Переход от ритуала к истории сопровождается признанием реальности Другого, выработкой персональной идентичности в процессе диалектического сопряжения «я» и «не-я», рефункционализацией негативной самоотнесенности, используемой отныне индивидом, который отстаивает свою автономию от непрoшенных проникновений в нее извне. Древнее иносознание выталкивается в новых условиях на бессознательный уровень, на котором оно – в сновидениях, в невротическом и психотическом поведении – делается театром одного актера, приватным достоянием субъекта. Раз смысл неотрывен от нас, он отрицает наше самостное значение, наше самообладание либо эксплицитно, как в мифоритуальном социуме, либо имплицитно – в персональных фантазиях, плодящихся в бессознательном слое историзованной психики. Психоисторическая теория, усматривающая в шаманизме обрыв естественного отбора, уступившего себя господству невротиков и психотиков над прочими особями, модернизирует примордиальное общество, вменяет его участникам патологичность, которая будет (императивно) сопутствовать становлению личной оригинальности.
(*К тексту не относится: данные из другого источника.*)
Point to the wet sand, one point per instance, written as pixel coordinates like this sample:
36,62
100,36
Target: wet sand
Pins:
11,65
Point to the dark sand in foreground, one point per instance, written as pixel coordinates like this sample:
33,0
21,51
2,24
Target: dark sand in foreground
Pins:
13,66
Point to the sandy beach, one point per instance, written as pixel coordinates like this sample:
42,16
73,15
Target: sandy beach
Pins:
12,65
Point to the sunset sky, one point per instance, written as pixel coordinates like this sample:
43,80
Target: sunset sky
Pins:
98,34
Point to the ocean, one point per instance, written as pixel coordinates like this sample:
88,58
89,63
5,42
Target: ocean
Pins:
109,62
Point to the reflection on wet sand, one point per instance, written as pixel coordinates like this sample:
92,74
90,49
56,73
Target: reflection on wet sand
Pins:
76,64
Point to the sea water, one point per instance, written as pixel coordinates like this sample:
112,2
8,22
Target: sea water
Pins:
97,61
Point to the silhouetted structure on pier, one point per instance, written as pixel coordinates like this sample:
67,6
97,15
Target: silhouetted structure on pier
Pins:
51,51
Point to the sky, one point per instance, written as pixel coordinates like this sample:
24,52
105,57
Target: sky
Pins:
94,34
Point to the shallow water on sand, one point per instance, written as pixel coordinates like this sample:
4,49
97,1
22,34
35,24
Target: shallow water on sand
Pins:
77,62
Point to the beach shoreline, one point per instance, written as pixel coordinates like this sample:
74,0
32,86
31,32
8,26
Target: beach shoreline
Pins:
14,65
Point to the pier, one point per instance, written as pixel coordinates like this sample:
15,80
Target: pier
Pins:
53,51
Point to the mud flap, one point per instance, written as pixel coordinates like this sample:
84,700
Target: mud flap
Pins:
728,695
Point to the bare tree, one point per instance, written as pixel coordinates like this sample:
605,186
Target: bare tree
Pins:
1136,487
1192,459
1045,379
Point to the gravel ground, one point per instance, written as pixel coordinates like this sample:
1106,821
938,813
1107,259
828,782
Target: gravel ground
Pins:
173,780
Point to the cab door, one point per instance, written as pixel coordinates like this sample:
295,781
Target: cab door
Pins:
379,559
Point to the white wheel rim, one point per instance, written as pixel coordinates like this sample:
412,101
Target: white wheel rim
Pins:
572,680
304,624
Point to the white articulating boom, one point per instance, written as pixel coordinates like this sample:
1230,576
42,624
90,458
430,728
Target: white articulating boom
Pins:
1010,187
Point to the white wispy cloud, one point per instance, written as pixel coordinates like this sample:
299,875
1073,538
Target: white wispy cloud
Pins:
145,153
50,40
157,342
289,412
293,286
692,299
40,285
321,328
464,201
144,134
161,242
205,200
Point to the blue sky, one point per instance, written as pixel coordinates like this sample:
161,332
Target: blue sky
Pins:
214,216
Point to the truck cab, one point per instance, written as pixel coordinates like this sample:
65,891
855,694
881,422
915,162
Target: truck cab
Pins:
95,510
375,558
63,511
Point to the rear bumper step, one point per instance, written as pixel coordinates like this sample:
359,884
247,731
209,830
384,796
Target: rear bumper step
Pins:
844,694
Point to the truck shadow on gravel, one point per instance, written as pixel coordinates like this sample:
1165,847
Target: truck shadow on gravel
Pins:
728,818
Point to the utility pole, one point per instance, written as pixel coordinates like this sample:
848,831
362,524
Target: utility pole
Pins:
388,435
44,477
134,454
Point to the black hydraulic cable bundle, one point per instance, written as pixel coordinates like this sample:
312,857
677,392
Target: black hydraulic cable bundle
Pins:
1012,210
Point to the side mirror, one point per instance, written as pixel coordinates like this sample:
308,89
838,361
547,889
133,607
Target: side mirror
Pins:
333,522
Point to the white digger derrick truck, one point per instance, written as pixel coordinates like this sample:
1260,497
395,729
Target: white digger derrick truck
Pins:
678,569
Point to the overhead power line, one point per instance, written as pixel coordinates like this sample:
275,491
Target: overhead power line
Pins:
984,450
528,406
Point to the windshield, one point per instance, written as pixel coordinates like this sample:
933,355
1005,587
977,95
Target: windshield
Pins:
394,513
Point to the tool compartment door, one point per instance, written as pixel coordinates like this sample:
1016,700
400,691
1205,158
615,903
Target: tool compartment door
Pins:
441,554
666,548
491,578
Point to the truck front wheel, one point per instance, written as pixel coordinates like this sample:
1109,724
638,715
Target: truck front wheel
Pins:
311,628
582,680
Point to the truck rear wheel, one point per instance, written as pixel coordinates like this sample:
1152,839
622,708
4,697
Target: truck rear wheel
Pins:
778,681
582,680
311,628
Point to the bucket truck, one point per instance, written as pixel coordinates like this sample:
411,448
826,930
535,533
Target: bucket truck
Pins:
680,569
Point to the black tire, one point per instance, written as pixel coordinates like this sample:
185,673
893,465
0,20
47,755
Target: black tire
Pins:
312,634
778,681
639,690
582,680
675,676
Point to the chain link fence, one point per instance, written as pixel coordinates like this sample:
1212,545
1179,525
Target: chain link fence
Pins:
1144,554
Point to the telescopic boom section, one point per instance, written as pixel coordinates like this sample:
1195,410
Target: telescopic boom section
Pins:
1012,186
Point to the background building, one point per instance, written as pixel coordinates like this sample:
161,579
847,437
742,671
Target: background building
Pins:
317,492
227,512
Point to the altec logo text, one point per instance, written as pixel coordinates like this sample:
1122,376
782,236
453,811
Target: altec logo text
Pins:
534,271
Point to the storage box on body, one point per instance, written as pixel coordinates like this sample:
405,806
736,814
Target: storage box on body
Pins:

Но если нет «я» кроме «не-я», то выживание сильнейших замещается отнюдь не властью аномального над психическим здоровьем, а ритуальной сотериологией, ставящей себе сверхчеловеческую задачу: дать выжить миру.

Обсуждая в Пятом семинаре («Образование бессознательного», 1957—1958) фрейдовскую теорию остроумия, Жак Лакан говорил о том, что игра словами имеет прелюдией «умаление смысла» («peu-du-sens»). Тот, кто разгадывает каламбуры, испытывает наслаждение, потому что ему удается приобщиться к знакам, утверждаемым Другим («имени Отца», в терминах Лакана), то есть удовлетворить свое желание, адресованное в инаковость. Думается, что словесные шутки берут разгон в отступлении не от смысла, а от значений знаков, пускаемых в смеховой оборот. Смысл рождается на выходе острот, как он подытоживает развертывание и любых фикциональных текстов  – ценных вне зависимости от референтного содержания. Тексты, деидентифицирующие изолированные значения, не стали бы семиотическим фундаментом социокультуры, если бы на ее заре человек не захотел отречься от самости. Мифы закрепляют это отречение в максимуме, отнимая рутинную данность у бытия, показывая его появление (не разумеющееся само собой), выводя его из небытного или пропуская через ничто, через зияние. Восприятие текстов приносит наслаждение, ибо убеждает реципиентов в том, что референтная пустота семантически не пуста, и, стало быть, внушает им надежду на отменяемость смерти.

2.

Противореча мифоритуальному прошлому, исторический человек лишает абсолютное отрицание его былой начинательности. Ничто теперь не столько инициирует все, сколько синхронно сополагается сущему, перемещается в настоящее. Современность омнипотентна. Вбирая в себя нуль, она обрекается на неравновесность, обрушение, но перспективируется при этом не в ничто, а в сверхсовременность, претендующую на то, чтобы увековечить себя. Ведь если ничто не обладает всепорождающей мощью, у него нет и права завершать хроногенетический ряд. Вместо нуля на горизонте развития из сегодня в завтра просвечивает инфинитность. Сообразно раннехристианскому учению, современность – период ожидания, обещающего Второе пришествие Спасителя. Модернизм (то есть время истории) спасает, вразрез с ритуалом, не бытие, а себя – как футурологический проект. Сдвиг пустотности в настоящее имеет множество последствий. Я остановлюсь только на некоторых.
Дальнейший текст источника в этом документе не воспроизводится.